Information related to the pathology of arthritis was obtained during the study from body weight changes and hematological parameters. Restoration of body weight of rats was observed after treatment of MLECH and MLEVN and topical herbal aerosol spray formulation. Decrease in body weight during inflammation in arthritic control group was reported [40] due to deficient absorption of nutrients through intestine. It was reported that treatment of anti-inflammatory drugs normalizes the process of absorption and hence the restoration of body weight in MLECH, MLEVN and Diclofenac sodium treated groups may involve improvement of intestinal absorption of nutrients and reduction in the distress caused by the severity of arthritis. It has been reported that a moderate rise in the WBC count occurs in arthritic conditions due to an IL-1B mediated rise in the respective colony stimulating factors. The present study reveals that MLECH, MLEVN and Diclofenac sodium treatments tend to normalize the WBC count. Characteristic hematological alterations such as increased Hb count and decreased ESR by MLECH and MLEVN support the anti-arthritic effect. It is proposed that the reduction in the Hb count during arthritis results from reduced erythropoietin levels, a decreased response of the bone marrow erythropoietin and premature destruction of red blood cells and increase in ESR is due to formation of endogenous protein, globulin and fibrinogen [41]. Increase in serum levels of CRP, RF37 TNF-α, IL1β and IL6 are characteristic feature of RA [42] and hence, in vitro determination of serum biomarkers such as CRP, RF, TNF-α, IL1β and IL6 were performed for the arthritic control and all the treated groups. Significant reduction of serum biomarker levels in treated rats when compared with arthritic control rats support the anti-arthritic activity.

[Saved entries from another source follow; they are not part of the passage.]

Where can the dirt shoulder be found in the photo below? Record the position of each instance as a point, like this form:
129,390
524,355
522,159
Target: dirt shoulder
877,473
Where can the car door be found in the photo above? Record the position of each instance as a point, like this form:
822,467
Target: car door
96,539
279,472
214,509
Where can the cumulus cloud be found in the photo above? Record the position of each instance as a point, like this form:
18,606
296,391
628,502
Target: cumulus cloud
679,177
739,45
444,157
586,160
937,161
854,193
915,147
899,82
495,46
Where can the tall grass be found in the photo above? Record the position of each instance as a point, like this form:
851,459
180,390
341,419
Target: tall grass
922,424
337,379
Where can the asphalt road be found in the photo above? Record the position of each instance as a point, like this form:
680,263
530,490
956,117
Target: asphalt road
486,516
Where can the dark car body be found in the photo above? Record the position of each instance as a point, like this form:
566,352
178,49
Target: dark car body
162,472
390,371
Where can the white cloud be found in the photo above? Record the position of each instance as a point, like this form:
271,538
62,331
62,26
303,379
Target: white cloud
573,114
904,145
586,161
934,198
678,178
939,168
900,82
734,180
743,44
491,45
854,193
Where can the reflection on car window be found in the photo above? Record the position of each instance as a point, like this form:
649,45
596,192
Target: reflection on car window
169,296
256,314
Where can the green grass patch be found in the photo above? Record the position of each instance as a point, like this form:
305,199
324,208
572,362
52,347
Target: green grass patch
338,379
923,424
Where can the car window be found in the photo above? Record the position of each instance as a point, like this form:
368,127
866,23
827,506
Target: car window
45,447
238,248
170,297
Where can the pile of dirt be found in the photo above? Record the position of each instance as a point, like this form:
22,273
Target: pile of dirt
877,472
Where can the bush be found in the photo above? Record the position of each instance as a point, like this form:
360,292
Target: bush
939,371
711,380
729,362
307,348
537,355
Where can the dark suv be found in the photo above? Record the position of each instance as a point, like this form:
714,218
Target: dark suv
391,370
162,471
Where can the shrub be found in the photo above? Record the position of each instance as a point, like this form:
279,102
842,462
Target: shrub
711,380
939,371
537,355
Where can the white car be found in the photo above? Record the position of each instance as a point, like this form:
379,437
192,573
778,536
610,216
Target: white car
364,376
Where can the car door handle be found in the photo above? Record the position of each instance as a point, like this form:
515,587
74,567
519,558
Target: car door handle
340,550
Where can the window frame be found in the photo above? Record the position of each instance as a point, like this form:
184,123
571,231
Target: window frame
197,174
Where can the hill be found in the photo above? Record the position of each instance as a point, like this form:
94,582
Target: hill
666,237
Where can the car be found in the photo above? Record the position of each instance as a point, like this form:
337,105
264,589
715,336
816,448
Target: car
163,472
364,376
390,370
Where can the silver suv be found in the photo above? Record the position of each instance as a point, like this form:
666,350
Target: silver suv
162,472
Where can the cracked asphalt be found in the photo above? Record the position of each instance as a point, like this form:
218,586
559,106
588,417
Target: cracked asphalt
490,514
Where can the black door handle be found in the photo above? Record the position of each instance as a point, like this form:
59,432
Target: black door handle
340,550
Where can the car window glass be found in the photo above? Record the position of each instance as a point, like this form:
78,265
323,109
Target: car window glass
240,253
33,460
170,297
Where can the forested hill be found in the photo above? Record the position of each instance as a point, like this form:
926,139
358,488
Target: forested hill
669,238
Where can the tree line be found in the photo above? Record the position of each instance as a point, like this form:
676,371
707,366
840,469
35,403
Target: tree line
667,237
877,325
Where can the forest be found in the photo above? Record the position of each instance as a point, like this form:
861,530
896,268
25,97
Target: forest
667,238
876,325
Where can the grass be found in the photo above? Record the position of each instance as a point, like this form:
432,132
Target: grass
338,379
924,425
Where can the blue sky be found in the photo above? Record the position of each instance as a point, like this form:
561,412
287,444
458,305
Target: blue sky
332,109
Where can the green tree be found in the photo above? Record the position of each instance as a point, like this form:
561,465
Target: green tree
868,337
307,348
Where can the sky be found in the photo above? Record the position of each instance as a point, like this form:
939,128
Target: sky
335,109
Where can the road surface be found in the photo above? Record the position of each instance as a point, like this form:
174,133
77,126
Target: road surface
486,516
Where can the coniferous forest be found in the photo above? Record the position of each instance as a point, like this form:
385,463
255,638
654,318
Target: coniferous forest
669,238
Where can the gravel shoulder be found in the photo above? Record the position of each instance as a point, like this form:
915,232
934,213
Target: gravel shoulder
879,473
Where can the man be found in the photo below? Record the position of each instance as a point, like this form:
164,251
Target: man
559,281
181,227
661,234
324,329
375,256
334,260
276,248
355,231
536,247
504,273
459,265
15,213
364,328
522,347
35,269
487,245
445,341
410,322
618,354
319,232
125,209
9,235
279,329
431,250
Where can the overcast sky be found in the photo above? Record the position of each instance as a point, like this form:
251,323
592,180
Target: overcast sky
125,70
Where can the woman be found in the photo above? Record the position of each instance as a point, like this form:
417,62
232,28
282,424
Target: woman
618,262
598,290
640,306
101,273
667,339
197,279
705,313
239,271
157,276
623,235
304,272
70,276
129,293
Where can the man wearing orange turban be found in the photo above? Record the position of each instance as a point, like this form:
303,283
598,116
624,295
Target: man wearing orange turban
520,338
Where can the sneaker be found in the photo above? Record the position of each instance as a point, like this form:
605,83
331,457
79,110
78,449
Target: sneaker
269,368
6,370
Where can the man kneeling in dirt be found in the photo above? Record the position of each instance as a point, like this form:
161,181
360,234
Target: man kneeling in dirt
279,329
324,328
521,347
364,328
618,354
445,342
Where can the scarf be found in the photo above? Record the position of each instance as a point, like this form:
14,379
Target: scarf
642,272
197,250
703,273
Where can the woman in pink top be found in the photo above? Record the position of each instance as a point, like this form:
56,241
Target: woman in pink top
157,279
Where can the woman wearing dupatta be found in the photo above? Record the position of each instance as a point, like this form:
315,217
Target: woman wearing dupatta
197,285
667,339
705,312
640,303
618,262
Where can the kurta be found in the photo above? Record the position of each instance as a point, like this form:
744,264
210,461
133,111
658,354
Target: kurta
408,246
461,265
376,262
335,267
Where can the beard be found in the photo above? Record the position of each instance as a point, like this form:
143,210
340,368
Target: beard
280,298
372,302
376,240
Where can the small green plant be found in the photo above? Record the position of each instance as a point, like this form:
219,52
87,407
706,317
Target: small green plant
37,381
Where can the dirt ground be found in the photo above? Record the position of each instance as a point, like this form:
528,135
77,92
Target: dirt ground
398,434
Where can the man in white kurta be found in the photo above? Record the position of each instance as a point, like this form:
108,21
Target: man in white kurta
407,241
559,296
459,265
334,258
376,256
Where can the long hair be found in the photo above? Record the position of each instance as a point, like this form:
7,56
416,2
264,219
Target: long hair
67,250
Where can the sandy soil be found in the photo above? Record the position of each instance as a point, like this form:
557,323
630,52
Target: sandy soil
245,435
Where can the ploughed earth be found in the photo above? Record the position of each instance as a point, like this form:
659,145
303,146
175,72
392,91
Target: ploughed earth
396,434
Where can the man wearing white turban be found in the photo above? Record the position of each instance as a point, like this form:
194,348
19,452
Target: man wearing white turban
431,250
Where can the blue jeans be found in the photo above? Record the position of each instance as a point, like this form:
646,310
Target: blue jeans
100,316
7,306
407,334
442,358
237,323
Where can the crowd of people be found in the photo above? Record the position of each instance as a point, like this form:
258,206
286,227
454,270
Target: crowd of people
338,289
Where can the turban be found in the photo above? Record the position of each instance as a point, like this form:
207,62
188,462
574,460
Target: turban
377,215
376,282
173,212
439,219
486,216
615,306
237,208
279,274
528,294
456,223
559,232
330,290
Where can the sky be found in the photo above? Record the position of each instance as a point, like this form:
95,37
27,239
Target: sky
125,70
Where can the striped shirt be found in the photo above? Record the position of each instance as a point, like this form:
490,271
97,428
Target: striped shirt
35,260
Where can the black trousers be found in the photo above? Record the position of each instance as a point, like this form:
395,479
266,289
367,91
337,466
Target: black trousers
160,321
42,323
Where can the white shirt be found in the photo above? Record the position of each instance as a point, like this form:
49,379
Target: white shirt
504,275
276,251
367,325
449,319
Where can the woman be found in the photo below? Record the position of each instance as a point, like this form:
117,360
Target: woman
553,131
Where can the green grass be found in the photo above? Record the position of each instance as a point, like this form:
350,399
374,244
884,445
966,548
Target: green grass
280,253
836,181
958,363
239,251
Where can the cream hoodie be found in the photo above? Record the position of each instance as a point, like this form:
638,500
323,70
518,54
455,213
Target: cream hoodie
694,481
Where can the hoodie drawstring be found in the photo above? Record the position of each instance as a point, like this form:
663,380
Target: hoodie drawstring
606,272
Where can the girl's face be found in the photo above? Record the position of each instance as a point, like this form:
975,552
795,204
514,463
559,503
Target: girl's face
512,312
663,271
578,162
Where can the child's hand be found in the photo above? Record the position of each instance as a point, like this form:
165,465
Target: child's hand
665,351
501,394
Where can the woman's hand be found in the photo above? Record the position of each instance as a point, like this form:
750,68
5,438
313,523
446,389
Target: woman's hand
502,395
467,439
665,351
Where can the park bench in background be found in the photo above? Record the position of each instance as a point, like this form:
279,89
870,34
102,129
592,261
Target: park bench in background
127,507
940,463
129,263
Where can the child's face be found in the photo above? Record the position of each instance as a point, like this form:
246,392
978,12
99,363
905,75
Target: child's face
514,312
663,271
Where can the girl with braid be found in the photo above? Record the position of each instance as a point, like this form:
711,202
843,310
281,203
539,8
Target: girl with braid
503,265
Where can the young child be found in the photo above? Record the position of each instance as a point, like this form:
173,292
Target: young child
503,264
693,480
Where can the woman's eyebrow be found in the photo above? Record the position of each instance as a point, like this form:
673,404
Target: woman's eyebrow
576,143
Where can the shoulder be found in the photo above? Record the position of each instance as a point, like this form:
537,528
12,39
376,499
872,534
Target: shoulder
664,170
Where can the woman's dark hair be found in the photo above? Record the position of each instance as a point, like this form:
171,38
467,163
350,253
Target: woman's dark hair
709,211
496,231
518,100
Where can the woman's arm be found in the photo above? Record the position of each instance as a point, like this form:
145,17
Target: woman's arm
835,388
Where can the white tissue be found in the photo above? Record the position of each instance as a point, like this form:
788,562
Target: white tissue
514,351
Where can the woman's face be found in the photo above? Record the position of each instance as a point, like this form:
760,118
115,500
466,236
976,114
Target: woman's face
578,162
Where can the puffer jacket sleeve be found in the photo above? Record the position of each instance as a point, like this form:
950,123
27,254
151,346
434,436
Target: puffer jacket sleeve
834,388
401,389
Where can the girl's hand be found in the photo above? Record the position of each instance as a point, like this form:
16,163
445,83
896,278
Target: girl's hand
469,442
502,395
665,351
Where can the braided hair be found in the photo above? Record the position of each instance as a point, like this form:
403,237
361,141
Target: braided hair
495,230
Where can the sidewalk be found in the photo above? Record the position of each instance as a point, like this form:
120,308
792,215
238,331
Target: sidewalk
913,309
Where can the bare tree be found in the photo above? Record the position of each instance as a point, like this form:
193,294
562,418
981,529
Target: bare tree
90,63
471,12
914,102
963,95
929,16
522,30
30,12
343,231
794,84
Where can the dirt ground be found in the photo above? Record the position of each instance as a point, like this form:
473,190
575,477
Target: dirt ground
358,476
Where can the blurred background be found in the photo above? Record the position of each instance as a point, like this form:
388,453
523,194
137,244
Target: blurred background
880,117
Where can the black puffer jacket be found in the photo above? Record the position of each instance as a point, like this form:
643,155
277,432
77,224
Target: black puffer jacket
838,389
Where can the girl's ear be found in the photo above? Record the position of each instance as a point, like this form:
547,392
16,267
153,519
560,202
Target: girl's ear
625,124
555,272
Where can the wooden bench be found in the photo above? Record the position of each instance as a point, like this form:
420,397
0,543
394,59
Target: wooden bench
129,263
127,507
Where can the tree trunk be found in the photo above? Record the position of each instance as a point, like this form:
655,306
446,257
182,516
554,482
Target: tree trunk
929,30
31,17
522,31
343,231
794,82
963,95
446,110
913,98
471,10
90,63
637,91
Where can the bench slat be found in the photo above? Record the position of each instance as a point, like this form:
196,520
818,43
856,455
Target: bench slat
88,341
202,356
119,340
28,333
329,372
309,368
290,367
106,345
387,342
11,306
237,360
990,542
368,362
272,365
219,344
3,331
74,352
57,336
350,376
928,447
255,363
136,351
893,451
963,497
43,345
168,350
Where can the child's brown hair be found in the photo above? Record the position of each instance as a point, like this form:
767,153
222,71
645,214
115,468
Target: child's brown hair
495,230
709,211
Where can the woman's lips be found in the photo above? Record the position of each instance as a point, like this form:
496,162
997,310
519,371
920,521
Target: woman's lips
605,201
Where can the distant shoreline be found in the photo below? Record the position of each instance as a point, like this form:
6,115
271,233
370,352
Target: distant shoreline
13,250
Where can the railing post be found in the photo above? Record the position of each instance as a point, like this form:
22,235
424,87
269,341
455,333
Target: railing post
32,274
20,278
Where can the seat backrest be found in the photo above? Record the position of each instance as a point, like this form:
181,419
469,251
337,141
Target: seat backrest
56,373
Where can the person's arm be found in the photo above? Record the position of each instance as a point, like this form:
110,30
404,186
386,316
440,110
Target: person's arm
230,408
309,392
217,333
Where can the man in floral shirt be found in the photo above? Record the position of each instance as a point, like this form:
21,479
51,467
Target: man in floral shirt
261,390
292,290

Radiological observations of the rats provided the evidence for the inhibition of arthritis after treatment of Diclofenac sodium p.o, MLECH and MLEVN (400 +400 mg/kg, p.o.), topical Diclofenac topical aerosol spray and topical herbal aerosol spray formulation.
Synovial Inflammation and hyperplasia is considered to be the important pathological condition of rheumatoid arthritis [43]. Histological examination of joint showed significant reduction of inflammation in treated group of rats when compared with arthritic control rats.
Significant reduction in thymus and spleen weight of rats after treatment with MLECH & MLEVN and topical herbal aerosol spray formulation support the anti-arthritic activity.